For poker players there is a certain thrill to dragging in a pot of chips. The thrill is there whether it is a $1 pot or a $10 pot. The $10 pot gives a bigger thrill, but not 10 times bigger. Similarly, losing a $10 pot feels worse than losing a $1 pot, but not 10 times worse.
This leads to some players playing in such a way that they maximize happiness by taking in many small pots, but losing some big ones. As long as they don’t count their dwindling chips, they can actually be happy playing this way.
Counting your chips is a lot like adding up your spending at the end of the month to see what happened. You may feel good about having saved small amounts of money several times, but if you wasted a big amount just once, you’ve had a bad month. If you don’t add up your spending you might actually feel good about all the times you saved money even though you’ve had a bad month overall.
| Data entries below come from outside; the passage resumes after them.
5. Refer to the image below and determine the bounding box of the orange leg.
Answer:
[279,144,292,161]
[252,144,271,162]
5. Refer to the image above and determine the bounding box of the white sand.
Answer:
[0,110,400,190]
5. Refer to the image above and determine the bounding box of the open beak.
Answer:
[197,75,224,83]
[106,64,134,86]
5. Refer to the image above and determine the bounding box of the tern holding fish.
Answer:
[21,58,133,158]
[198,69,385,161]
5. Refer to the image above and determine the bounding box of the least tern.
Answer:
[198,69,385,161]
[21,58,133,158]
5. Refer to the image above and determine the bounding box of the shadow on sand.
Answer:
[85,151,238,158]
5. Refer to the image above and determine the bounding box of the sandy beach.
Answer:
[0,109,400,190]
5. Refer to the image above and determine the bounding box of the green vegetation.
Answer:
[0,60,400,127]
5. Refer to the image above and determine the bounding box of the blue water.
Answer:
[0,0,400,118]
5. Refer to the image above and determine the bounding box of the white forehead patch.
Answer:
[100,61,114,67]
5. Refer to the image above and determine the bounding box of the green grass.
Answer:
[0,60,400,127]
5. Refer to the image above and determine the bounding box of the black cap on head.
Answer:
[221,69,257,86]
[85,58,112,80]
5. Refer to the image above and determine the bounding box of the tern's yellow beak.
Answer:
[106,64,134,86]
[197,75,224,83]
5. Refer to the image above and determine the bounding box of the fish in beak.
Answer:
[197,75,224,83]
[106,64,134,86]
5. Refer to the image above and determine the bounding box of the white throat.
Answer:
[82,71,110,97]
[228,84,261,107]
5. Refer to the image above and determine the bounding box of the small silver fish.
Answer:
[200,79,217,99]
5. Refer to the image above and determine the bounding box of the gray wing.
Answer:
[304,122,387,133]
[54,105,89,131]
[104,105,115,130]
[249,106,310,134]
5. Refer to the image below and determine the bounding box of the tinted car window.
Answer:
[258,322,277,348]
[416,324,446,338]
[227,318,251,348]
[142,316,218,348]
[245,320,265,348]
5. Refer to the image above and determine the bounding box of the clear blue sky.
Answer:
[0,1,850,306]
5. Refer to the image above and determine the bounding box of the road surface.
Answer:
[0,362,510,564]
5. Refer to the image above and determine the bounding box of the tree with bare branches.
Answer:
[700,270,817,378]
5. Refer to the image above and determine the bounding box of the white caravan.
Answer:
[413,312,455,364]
Ignorance can be bliss for a while, but when the debts finally start catching up to you, there won’t be much happiness. The worse your financial trouble, the more often you should be adding up your purchases to take stock of your financial situation.
Some people can get along by assessing their finances monthly, and others have to do it weekly to keep a lid on spending. Then we have the families who appear on Gail Vaz-Oxlade’s television show Til Debt do Us Part who have to assess their financial position with every purchase by abandoning debit and credit cards entirely and using cash.